Lifestream – Summary

We have access to many things on the internet, but mostly cats…

Putting together a Lifestream was an interesting project. Most people have a presence on the internet spanning many sites and using a variety of devices. Our network of connections to different sites and people is vast and complex. Can we still rely on adding a list of references to a written essay as being exhaustive in the sources we have used? It took a while for people to work out a way to cite an eBook, but now we may also need to cite a message board, a thread on Twitter, a Sub-Reddit, a Facebook Group, Pinterest Board, chat on Discord, YouTube video, MOOC, Moodle Forum, website or Video Conference on Google Hangouts (to name just a few current possibilities).

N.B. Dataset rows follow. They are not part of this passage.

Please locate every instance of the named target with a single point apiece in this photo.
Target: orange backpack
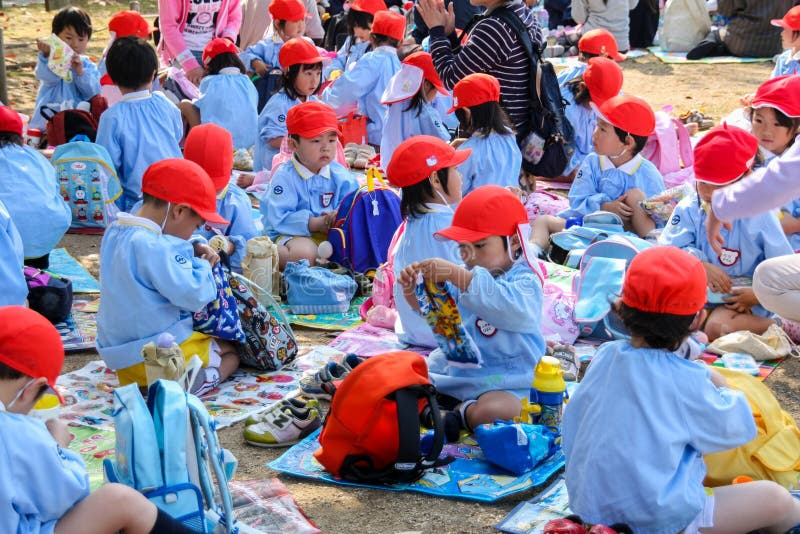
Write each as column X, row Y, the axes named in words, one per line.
column 372, row 432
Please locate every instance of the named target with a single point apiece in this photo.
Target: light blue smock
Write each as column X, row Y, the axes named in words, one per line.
column 41, row 481
column 295, row 195
column 363, row 86
column 399, row 125
column 55, row 92
column 599, row 181
column 233, row 205
column 150, row 283
column 749, row 242
column 12, row 280
column 29, row 189
column 634, row 433
column 137, row 131
column 416, row 244
column 503, row 317
column 229, row 99
column 495, row 159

How could we capture this rich mix of sources when it comes to showing academic understanding? There are ways to collect a record of the sources engaged with (for example an xAPI “Bookmarklet” (Rustici Software)), but most of these require a pro-active approach from the student deciding what is and isn’t worth recording. This could certainly be where the process of Lifestreaming comes into its own.

The site we’re trying to wrangle into posting here for us.

For this Lifestream we used a service called IFTTT to set up “recipes” that automatically post to our blog when certain conditions are met. If these recipes are set up in advance of a course, they would then record everything relating to those sites. The process for the student is then reflective – they must decide which posts to keep and why. Without being constrained by a traditional “academic” format, the Lifestream opens up the author’s thought processes and collects more of the steps along the way to the conclusions that they have drawn. The ideas that other forms of digital assessment such as Lifestreams could be the way forward, and that authorship is a process of remixing the content that is studied are covered in chapters 10 and 8 of The Manifesto for Teaching Online (Bayne et al 2019 Draft) respectively.

Y U No read my blog?

I’m torn between wanting to keep the things directly related to the EDC course as the only entries and wanting to retain a sense of fun for the reader. This blog is open to anyone with an internet connection and I want any casual visitors to have a positive experience. I would like them to be interested in my posts and the concepts that we have covered, enjoy their time here and engage through the comments sections. That’s why I’ve kept some of the tangential or flat out irrelevant posts. If a casual audience gains something from this blog then we can see a Lifestream as not only an aid for the education of the student putting it together, but also as something providing education for those not directly involved in the course. This seems to me to be more aligned with the goals of Open Education than many MOOCs.

Building the Lifestream has been not only an exercise in studying the three phases discussed by Knox (2015) (Cybercultures, Community Cultures and Algorithmic Cultures) but also in immersing ourselves in these cultures and using them. We have explored new technologies, new ways of interacting with others and new ways of finding information using those systems already deployed in the public arena. In this way my Lifestream is itself an artefact, its message is its medium and vice versa.

TTFN, and remember DNFTT
“Crouchipuss” Matthew Crouch s1896775

Strangely chuffed that, even after using the name Crouchipuss online for many years, if you Google the name there are only 2 pages of results and this is one of them 🙂

References

Bayne, S., Evans, P., Ewins, R., Knox, J., Lamb, J., Macleod, H., O’Shea, C., Ross, J., Sheail, P., Sinclair, C. (2019 DRAFT). The Manifesto for Teaching Online.

Knox, J 2015, Critical education and digital cultures. in M Peters (ed.), Encyclopedia of Educational Philosophy and Theory. Springer, pp. 1-6.